Приблизительно такой эффект имела выходка мэра. Со всех сторон загудели возмущенные голоса и понеслись непотребные, неинтеллигентные слова типа « сам дурак», «осел», «козел», «чушь», «собака лает – караван идет», «рука Москвы», «кремлевская песенка», «кремлевская зозуля» и еще что-то кремлевкое, «бездарный фэйк», «Геть!», «очумел окончательно, идиот», «ганьба!», «долой политическую проститутку!», «это провокация»; «боже, до чего мы дожили»; «да заткните, наконец, ему глотку»… и другие, совсем уже непечатные крики души, высказывания, экспромты и эскапады.

Шум нарастал, все смешалось в доме Облонских, то бишь в зале гориспокома. Требовали снять оратора с трибуны, а тот бубнил все новые имена и цифры, не обращая внимания на помехи. Он дошел уже до «Л», когда его осторожно взяли под руки и вывели. А в душный воздух зала настырно неслось: Лавенко: триста тысяч девятьсот шесть гривен. Лернер: двести…
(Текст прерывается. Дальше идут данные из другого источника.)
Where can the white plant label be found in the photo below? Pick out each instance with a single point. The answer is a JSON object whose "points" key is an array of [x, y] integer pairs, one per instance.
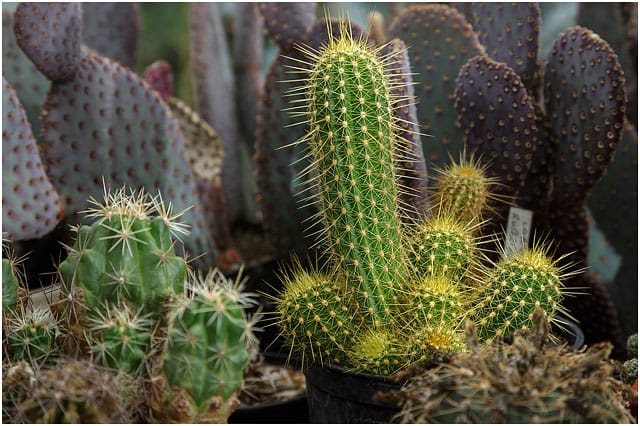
{"points": [[518, 230]]}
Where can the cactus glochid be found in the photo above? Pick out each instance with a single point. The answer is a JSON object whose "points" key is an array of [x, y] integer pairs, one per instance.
{"points": [[352, 141]]}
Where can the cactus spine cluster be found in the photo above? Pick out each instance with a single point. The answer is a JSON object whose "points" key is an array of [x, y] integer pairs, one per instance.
{"points": [[527, 381]]}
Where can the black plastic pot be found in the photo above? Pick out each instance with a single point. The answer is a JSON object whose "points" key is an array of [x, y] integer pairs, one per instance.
{"points": [[337, 395], [291, 411], [569, 331]]}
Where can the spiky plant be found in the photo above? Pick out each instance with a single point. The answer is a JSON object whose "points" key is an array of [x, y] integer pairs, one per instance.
{"points": [[352, 139], [207, 349], [464, 190], [443, 245], [121, 338], [126, 254], [315, 315], [514, 287]]}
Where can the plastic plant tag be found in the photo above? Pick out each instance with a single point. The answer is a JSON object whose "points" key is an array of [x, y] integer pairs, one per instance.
{"points": [[518, 230]]}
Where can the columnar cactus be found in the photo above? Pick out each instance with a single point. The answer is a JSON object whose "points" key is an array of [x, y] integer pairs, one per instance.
{"points": [[353, 147], [412, 168]]}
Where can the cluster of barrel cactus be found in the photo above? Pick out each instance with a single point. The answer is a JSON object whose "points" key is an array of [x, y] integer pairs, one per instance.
{"points": [[132, 326], [391, 292]]}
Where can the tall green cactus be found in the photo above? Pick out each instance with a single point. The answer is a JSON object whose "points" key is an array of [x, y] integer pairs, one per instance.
{"points": [[352, 139]]}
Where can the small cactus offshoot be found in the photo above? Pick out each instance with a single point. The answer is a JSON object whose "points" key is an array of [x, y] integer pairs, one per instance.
{"points": [[122, 339], [514, 288], [315, 315]]}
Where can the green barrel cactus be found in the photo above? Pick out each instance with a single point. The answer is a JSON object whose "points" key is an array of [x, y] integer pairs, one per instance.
{"points": [[31, 336], [126, 254], [514, 288], [352, 142], [122, 339], [208, 346]]}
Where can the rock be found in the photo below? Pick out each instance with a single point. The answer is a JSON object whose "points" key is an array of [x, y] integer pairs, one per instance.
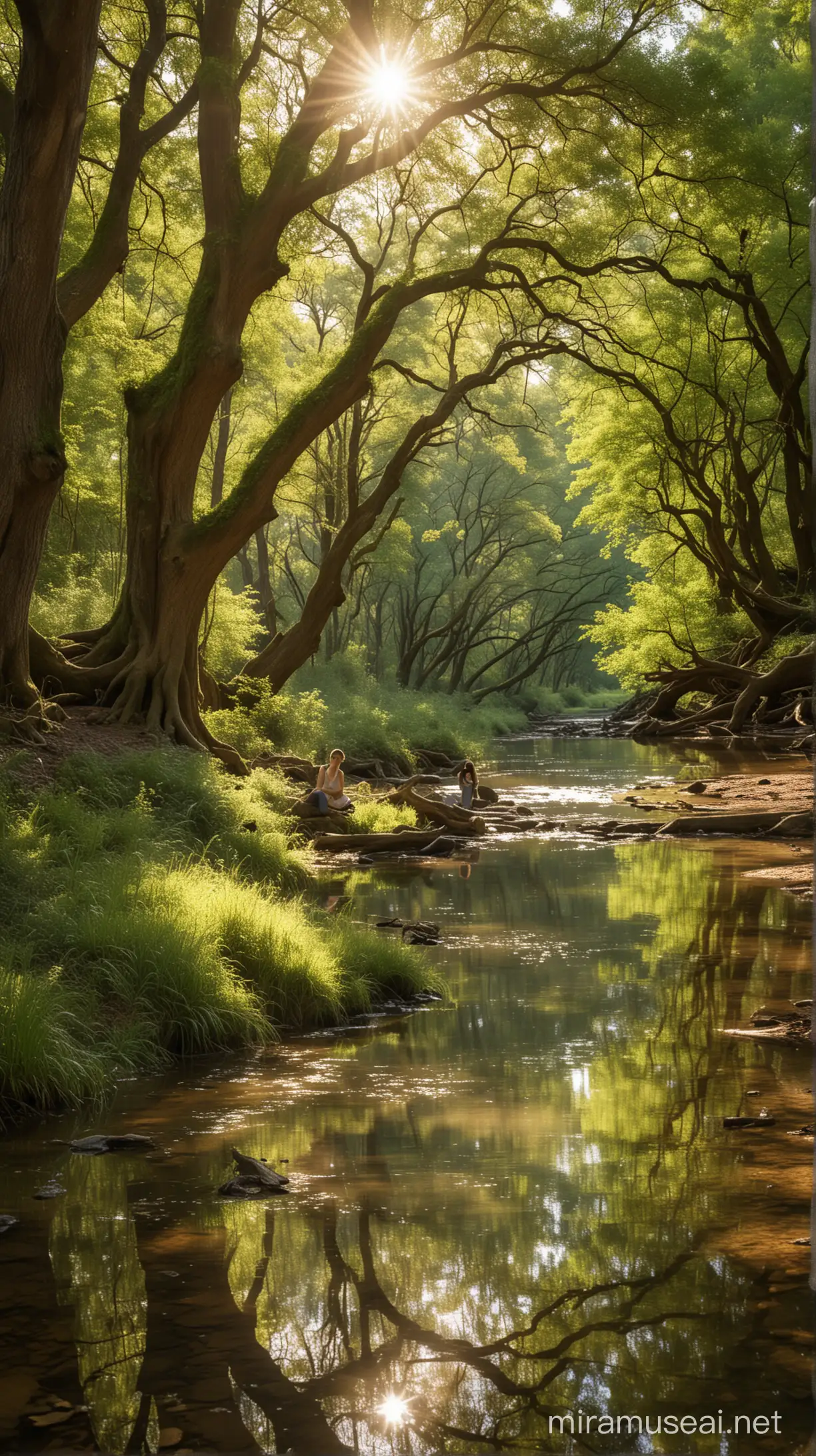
{"points": [[111, 1143]]}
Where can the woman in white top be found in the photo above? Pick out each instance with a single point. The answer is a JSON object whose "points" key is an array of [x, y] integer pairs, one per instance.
{"points": [[331, 782]]}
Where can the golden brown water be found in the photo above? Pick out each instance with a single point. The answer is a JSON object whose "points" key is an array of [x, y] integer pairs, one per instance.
{"points": [[509, 1207]]}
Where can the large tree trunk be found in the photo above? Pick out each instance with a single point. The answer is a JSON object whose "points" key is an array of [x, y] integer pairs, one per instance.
{"points": [[49, 117]]}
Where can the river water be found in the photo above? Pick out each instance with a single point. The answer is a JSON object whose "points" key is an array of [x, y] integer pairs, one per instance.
{"points": [[512, 1206]]}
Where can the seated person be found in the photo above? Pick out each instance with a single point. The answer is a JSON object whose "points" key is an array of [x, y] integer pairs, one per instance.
{"points": [[468, 784], [330, 797]]}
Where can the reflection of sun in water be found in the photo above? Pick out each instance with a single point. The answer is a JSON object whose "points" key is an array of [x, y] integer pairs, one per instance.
{"points": [[388, 85], [394, 1410]]}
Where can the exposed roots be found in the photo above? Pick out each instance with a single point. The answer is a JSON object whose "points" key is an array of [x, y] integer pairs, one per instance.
{"points": [[739, 701], [163, 699], [135, 685]]}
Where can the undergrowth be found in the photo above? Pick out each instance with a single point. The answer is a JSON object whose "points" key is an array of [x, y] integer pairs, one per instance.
{"points": [[341, 705], [153, 907]]}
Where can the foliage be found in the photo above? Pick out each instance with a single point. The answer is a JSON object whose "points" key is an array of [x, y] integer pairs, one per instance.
{"points": [[340, 703]]}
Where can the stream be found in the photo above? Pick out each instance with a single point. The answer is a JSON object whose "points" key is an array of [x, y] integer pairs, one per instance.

Заседание закончилось, но многие не уходили, а сгруппировавшись в кружки и компании, дружно и горячо обсуждали случившееся и что за этим последует. Каждый отрицал приписанную ему сумму, а некто Дряблов неодобрительно думал о себе: « Девяносто шесть тысяч…. А у Елецкого четыреста с гаком…куда ж я, идиот, смотрел?! Какая разница за какую сумму отвечать? Что, тебе нельзя было вместо итальянского кафеля подсунуть харьковскую плитку? Эх ты, дурында». Так думал не только Дряблов, но и некоторые другие, которых можно было узнать по кислым физиономиям с явно заниженной самооценкой.

Правда, их лица светлели, когда они подходили к группкам, где бурно обсуждали, откуда у мэра такие точные сведения и какой им будет дан ход. Большинство сходилось на мнении, что уважаемый человек сошел с рельсов и потому недееспособен с юридической точки зрения, а отсюда, кто ж ему поверит. Но все равно лица оставались испуганными, что весьма тешило тех, кто отставал в хищениях.
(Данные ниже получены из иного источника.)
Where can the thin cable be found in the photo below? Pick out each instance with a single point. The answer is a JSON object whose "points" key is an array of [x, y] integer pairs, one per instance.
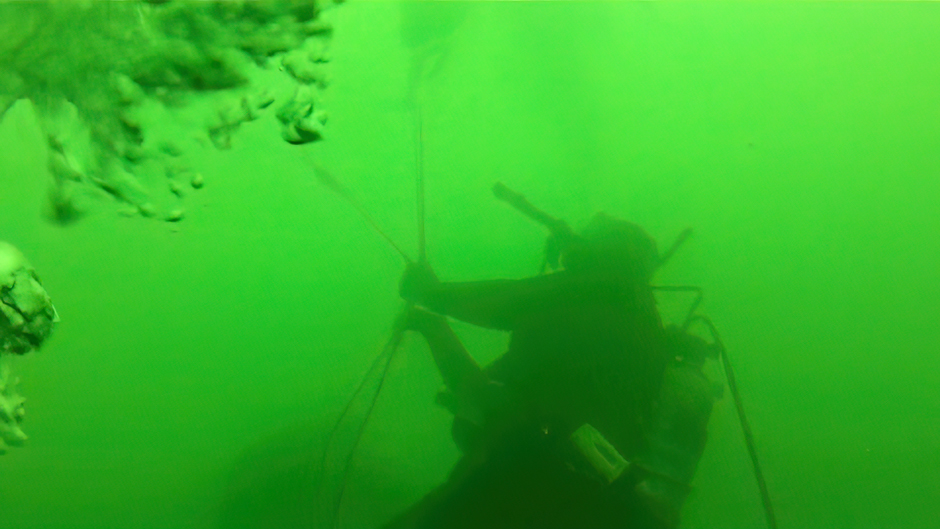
{"points": [[745, 426], [419, 181], [325, 178], [390, 348]]}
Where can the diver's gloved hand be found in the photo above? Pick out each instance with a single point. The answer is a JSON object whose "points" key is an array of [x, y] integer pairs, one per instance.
{"points": [[417, 283], [26, 312]]}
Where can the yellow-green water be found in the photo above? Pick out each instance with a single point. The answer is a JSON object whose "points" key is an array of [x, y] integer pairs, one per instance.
{"points": [[199, 365]]}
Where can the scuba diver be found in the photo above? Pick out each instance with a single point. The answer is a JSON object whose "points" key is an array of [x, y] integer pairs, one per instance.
{"points": [[595, 416]]}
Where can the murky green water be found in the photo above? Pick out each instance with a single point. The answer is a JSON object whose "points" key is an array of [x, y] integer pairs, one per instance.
{"points": [[199, 365]]}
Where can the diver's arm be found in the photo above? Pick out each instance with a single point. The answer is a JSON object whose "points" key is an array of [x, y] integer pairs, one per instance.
{"points": [[461, 374]]}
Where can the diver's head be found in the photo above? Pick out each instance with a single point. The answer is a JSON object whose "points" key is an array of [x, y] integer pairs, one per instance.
{"points": [[26, 312], [611, 245]]}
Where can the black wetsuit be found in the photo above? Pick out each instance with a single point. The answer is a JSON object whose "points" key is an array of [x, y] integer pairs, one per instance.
{"points": [[585, 349]]}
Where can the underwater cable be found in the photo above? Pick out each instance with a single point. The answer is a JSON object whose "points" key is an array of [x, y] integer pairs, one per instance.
{"points": [[384, 360]]}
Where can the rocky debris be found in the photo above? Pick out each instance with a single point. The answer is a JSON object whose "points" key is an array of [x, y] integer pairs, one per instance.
{"points": [[108, 68]]}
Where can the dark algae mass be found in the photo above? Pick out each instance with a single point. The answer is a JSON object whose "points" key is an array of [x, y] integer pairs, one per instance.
{"points": [[469, 264]]}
При самом беглом подсчете получалось, что если коллега стибрил у демократическкого, сугубо унитарного государства, например, пятьсот тысяч гривен и получит двенадцать лет «сижу за решеткой в темнице сырой», то другой хват, слямзивший по неопытности только сто тысяч, отсидит на нарах каких-нибудь два с половиною года – чи ни срок! Есть повод хихикнуть и потереть руки от удовольствия.
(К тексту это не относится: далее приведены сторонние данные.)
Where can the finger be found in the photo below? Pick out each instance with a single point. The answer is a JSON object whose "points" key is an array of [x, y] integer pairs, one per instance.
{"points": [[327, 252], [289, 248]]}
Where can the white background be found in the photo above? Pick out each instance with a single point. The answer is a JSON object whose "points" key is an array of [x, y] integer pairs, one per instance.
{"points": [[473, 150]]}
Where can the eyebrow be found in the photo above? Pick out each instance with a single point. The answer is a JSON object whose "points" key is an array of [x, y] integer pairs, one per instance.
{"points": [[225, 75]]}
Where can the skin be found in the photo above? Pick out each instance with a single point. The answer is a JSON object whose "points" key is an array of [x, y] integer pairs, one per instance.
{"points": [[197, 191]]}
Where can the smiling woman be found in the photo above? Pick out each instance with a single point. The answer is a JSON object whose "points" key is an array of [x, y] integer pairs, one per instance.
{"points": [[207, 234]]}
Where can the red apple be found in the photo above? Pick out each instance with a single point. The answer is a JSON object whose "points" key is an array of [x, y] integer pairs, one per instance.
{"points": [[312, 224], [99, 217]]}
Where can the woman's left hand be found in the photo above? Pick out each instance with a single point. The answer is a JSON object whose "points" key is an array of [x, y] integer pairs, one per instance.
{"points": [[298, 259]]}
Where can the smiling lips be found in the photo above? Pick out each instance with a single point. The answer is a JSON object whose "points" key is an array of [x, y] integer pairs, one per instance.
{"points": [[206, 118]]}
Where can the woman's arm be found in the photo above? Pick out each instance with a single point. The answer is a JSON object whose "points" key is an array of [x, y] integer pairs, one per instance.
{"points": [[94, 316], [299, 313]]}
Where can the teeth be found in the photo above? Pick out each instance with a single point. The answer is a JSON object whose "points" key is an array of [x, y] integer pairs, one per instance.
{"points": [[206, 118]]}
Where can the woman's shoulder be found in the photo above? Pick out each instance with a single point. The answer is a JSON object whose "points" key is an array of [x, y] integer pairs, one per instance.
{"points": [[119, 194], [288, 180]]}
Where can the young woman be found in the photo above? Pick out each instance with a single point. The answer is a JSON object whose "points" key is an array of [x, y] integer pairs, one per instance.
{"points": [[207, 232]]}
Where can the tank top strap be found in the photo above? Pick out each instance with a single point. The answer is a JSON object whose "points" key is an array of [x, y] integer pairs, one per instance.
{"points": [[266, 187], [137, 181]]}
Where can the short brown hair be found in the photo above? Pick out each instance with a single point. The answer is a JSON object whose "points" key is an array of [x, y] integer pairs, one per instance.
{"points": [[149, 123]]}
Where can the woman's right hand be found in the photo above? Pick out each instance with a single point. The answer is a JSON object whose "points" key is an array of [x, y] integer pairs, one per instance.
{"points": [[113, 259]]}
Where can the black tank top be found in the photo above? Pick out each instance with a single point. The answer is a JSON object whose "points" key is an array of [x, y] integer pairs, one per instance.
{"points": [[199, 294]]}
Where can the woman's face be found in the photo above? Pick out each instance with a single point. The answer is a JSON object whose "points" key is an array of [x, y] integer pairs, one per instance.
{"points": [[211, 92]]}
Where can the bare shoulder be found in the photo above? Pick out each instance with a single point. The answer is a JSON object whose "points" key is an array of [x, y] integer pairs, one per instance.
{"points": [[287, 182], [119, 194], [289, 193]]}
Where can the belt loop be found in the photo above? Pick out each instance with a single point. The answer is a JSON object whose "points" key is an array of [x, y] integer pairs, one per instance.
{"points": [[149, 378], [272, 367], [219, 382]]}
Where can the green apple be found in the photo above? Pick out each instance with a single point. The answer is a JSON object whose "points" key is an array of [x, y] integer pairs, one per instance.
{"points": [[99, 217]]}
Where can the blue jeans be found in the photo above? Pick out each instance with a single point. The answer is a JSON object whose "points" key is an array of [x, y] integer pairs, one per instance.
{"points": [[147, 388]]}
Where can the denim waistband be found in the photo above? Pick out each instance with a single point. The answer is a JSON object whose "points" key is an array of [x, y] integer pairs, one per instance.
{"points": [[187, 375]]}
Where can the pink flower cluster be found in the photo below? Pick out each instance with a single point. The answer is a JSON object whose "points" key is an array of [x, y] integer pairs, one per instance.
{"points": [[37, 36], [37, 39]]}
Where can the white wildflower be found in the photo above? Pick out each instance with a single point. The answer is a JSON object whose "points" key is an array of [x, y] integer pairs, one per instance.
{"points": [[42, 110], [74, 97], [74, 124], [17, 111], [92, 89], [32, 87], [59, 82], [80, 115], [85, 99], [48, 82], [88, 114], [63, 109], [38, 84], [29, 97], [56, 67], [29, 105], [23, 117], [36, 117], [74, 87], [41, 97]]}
Споткнувшегося на ровном месте мэра привезли благополучно домой, уложили баиньки и приказали жене строго-настрого не допускать мужа ни к каким средствам коммуникации, как-то: компьютерам, магнитофонам, диктофонам, к речам с применением ораторских жестов, но особенно беречься от журналистов.

Георгий Петрович выздоравливал очень медленно. По настоянию специалистов жена ненавязчиво, исходя из состояния здоровья, ласково расспрашивала его, когда он в последний раз воровал крупные суммы, которые могли повлечь за собой такие печальные последствия. Больной затравленно озирался, вначале все категорически отрицал, но потом все-таки начал медленно сдавать позиции, и его признаний хватило на три страницы убористого текста. Все же баня была его последним пунктом, а далее шли уже сущие мелочи вроде икряного осетра в десять килограмм, подаренного рыбинспекцией и не существующего, якобы, в природе Таврии согласно отчетам этой самой рыбинспекции.

Остановившись на этой проклятой бане, жена стала выуживать более подробные сведения, связанные с этим объектом благотворительности мужа. Так дело дошло до разговора с руководителем «ИС». Позвонили Истрину. Тот подтвердил факт такого разговора и что он, в самом деле, пошутил насчет больной головы, но никогда не думал, что Георгий Петрович все так примет близко к сердцу. Анна Семеновна тут же разрыдалась и попросила Истрина взять его слова назад. Тот легко согласился, но сказал, что насколько он знает психологию, то, чтобы отпустило, надо искренне раскаяться, возвратить все туда, где оно хорошо и даже плохо лежало, и тогда проблема исчезнет сама собой.